Did "lipid vesicles" -- the ancestors of modern cells -- first appear in space, in the ocean or in the atmosphere? Did minerals like clays and hydroxides polymerize long molecular chains and strands of primitive RNA? Does life's strong tendency to prefer "left-handed" amino acid molecules and "right-handed" sugar molecules signify that the creation of life, defined as "the self-organization of molecules into a replicating entity," was a singular event that occurred just once in a particular environment? There are no definitive answers to any of these questions, but Hazen's elucidation of the state of contemporary research makes clear that it's the interaction of biology, chemistry and geology, and not any of those disciplines alone, that can clarify them.

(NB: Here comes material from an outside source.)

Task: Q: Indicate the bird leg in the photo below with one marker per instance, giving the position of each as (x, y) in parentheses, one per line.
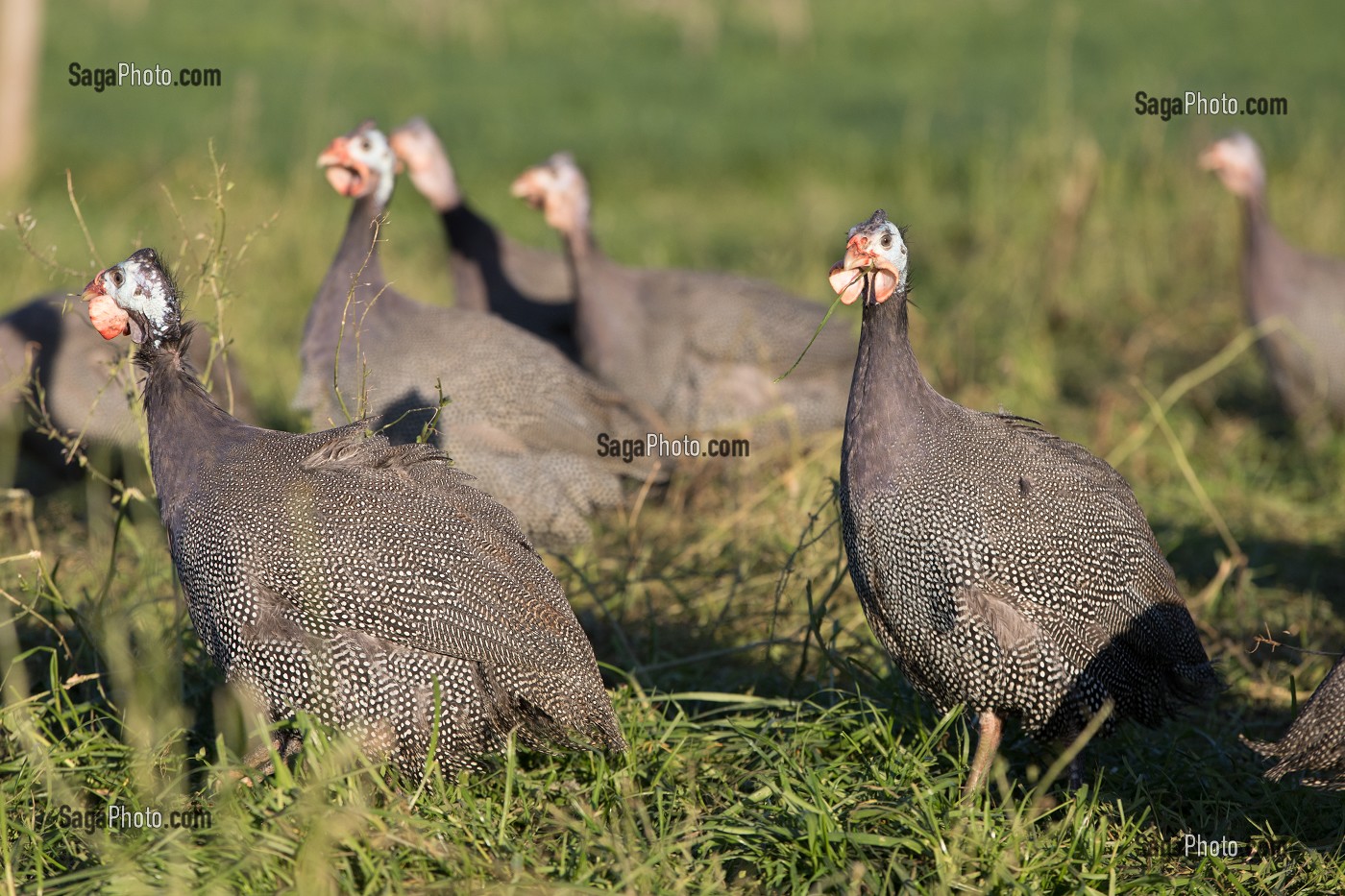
(285, 742)
(991, 728)
(1076, 772)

Nick Platts, the graduate student who wound up in Hazen's office that day in May 2004, believed he had found the answer to the third question. You can't answer that one, as Hazen explains, without staking a position on the most intractable debate in origin science. The two essential processes in cellular biology are metabolism and genetics -- the organism's ability to nourish itself from its environment, and its ability to pass on biological information to future generations. But most scientists believe one of these processes had to come first. Which was it?
As a disciple of emergence theory, Hazen looks to the "chemical simplicity of primitive metabolism" as the core process that defines the beginning of life. Chemists, physicists and geologists, he writes, tend toward this metabolism-first view, while biologists, "dominated by the powerful, unifying spell of the genetic code," see it the other way. Wachtershauser envisions an "iron-sulfur world" where colonies of non-cellular "flat life" -- which would be invisible even to modern scientific instruments -- existed (and may still exist) on grains of sulfide minerals. They possessed nothing we would now recognize as genetic material, but thrived and spread based on a simple process of chemical reaction called the reverse citric acid cycle. It's not a terribly sexy picture of our earliest ancestor, and Hazen isn't even sure you can call such a self-replicating chemical film alive.
Biologists like Leslie Orgel of the Salk Institute or Jack Szostak of Harvard have focused on the evolution of a self-replicating genetic apparatus -- probably the nucleic-acid molecule RNA, now believed to be a precursor to modern DNA -- as the true beginning of life. RNA seems to be a tremendously diverse and ancient biomolecule, capable of both carrying genetic information (as DNA now does) and catalyzing all kinds of interesting biochemical reactions. Szostak has actually predicted that he will soon create a synthetic life form in his lab, presumably a self-replicating strand of RNA enclosed in a lipid membrane.
Even if Szostak succeeds in cooking up a Frankensteinian glob of gene-bearing goo -- a process that may cause science more problems than it needs -- Hazen doesn't believe that life on Earth actually began that way. He views the Orgel-Szostak "RNA World" as "a critical, but relatively late, transitional stage that occurred when life was well established." This is where seemingly loony ideas like Cairns-Smith's "Clay World" come in -- somebody's got to come up with a mechanism that bridges the gap between a planet covered with a random stew of interesting molecules and the incredible complexity of RNA.